[pacman-dev] [PATCH 1/4] dload: handle irregular URLs

Dave Reisner d at falconindy.com
Fri Jul 1 08:59:23 EDT 2011


From: Dave Reisner <d at falconindy.com>

URLs might end with a slash and follow redirects, or could be a
generated by a script such as /getpkg.php?id=12345. In both cases, we
may have a better filename that we can write to, taken from either
content-disposition header, or the effective URL.

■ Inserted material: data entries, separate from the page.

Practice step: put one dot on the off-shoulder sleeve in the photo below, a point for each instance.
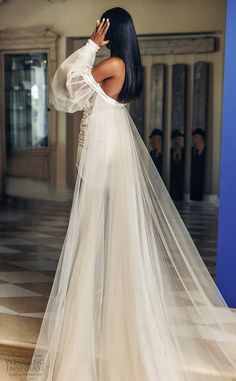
(69, 88)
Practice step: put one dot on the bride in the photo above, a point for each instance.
(131, 299)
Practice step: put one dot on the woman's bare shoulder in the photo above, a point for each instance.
(109, 67)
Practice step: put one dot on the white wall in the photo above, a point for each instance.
(78, 17)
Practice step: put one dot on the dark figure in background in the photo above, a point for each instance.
(156, 151)
(177, 166)
(198, 164)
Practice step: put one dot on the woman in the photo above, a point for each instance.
(132, 299)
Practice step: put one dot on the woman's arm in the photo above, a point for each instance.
(69, 89)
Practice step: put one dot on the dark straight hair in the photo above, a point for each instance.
(123, 43)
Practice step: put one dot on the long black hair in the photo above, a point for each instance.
(123, 43)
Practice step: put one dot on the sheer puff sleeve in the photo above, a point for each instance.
(69, 88)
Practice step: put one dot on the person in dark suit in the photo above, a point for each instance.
(156, 137)
(177, 166)
(198, 164)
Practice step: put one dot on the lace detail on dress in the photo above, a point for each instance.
(84, 121)
(84, 125)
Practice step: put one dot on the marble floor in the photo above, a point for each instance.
(31, 237)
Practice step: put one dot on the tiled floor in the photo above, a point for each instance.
(31, 237)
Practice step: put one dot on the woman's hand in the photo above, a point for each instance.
(100, 32)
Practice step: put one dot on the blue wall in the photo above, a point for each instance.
(226, 256)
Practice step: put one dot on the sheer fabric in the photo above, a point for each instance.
(131, 298)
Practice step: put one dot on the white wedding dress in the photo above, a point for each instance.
(132, 299)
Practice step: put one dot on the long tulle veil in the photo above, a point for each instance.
(132, 299)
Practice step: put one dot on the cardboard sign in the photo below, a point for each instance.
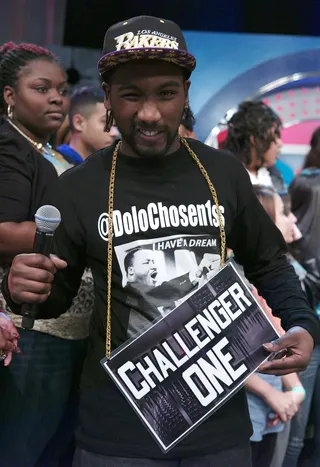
(190, 362)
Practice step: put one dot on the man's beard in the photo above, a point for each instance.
(150, 152)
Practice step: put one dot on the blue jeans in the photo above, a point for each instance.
(37, 390)
(239, 456)
(309, 379)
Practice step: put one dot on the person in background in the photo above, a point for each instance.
(87, 117)
(41, 383)
(272, 400)
(312, 159)
(254, 137)
(146, 93)
(305, 198)
(186, 128)
(63, 135)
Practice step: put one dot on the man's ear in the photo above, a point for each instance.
(78, 123)
(106, 89)
(252, 140)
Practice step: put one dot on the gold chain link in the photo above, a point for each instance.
(110, 228)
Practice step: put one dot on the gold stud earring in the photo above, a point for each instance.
(10, 111)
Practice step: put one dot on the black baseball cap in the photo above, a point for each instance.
(145, 38)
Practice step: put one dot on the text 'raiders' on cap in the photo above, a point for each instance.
(144, 38)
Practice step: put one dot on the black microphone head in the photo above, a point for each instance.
(47, 218)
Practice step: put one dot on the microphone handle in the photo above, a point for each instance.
(42, 244)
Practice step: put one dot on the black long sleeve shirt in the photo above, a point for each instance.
(165, 224)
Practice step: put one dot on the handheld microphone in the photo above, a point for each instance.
(47, 219)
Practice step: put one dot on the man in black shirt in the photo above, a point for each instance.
(158, 194)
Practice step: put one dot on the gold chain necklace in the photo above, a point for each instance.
(110, 228)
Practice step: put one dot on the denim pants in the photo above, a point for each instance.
(38, 389)
(239, 456)
(310, 379)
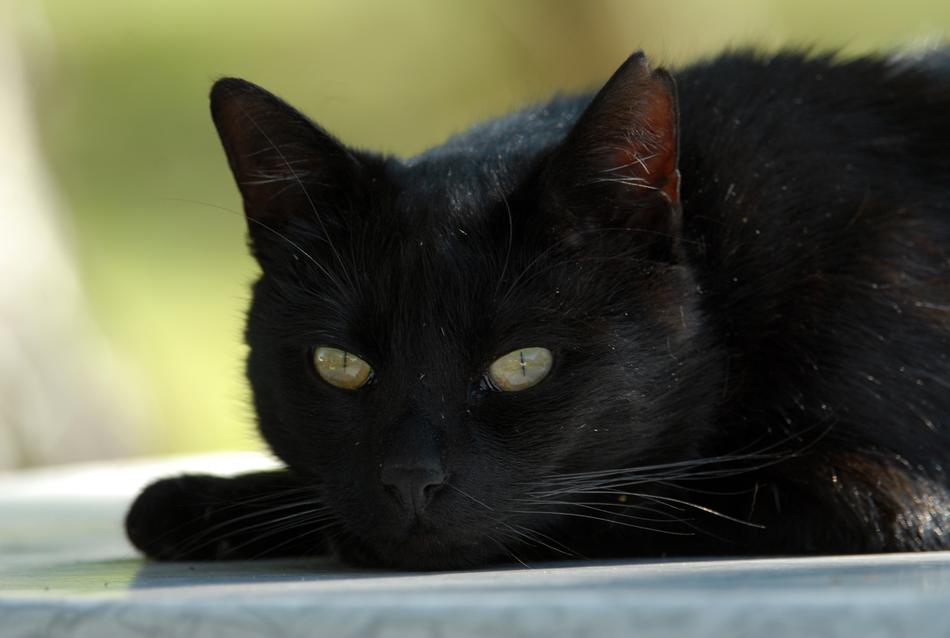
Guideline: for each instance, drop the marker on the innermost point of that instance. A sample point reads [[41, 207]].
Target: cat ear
[[618, 165], [284, 164]]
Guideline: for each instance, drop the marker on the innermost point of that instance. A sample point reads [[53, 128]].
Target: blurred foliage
[[121, 98]]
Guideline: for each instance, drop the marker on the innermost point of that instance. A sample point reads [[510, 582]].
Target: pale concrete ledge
[[66, 570]]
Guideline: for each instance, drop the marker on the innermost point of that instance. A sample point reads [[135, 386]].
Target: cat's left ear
[[618, 167]]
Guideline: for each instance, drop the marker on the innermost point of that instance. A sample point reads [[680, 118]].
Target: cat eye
[[341, 368], [520, 369]]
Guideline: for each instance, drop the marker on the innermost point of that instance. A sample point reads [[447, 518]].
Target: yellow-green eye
[[341, 368], [520, 369]]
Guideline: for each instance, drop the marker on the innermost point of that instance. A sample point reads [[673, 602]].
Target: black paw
[[173, 519]]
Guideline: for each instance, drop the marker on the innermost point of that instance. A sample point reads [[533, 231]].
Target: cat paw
[[172, 519]]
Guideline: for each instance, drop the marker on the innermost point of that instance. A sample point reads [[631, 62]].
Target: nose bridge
[[412, 465]]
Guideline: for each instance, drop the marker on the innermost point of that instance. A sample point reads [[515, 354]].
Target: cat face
[[400, 300]]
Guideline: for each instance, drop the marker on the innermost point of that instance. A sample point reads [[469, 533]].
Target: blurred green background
[[120, 93]]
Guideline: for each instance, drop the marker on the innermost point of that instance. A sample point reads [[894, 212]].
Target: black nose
[[414, 484]]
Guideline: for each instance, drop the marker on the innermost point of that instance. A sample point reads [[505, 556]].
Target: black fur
[[749, 313]]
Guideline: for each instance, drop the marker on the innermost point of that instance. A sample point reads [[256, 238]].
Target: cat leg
[[202, 517]]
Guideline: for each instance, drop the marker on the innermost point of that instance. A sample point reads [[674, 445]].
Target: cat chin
[[420, 552]]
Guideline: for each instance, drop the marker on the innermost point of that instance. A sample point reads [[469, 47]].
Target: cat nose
[[413, 484]]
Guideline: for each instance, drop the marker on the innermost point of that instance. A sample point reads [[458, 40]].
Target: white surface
[[66, 570]]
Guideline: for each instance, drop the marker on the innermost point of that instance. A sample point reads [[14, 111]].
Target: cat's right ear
[[284, 164]]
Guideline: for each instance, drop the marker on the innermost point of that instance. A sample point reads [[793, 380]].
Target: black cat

Specific to the first case, we write to a temporary file of the format
'alpmtmp.XXXXXX', where XXXXXX is randomized by mkstemp(3). Since this
is a randomly generated file, we cannot support resuming and the file is
unlinked in the event of an interrupt.

We also run into the possibility of changing out the filename from under
alpm on a -U operation, so callers of _alpm_download can optionally pass
a pointer to a *char to be filled in by curl_download_internal with the
actual filename we wrote to. Any sync operation will pass a NULL pointer
here, as we rely on specific names for packages from a mirror.

Fixes FS#22645.

Signed-off-by: Dave Reisner <d at falconindy.com>
---
 lib/libalpm/be_sync.c |    4 +-
 lib/libalpm/dload.c   |  129 +++++++++++++++++++++++++++++++++++++++++--------
 lib/libalpm/dload.h   |    3 +-
 lib/libalpm/sync.c    |    2 +-
 4 files changed, 114 insertions(+), 24 deletions(-)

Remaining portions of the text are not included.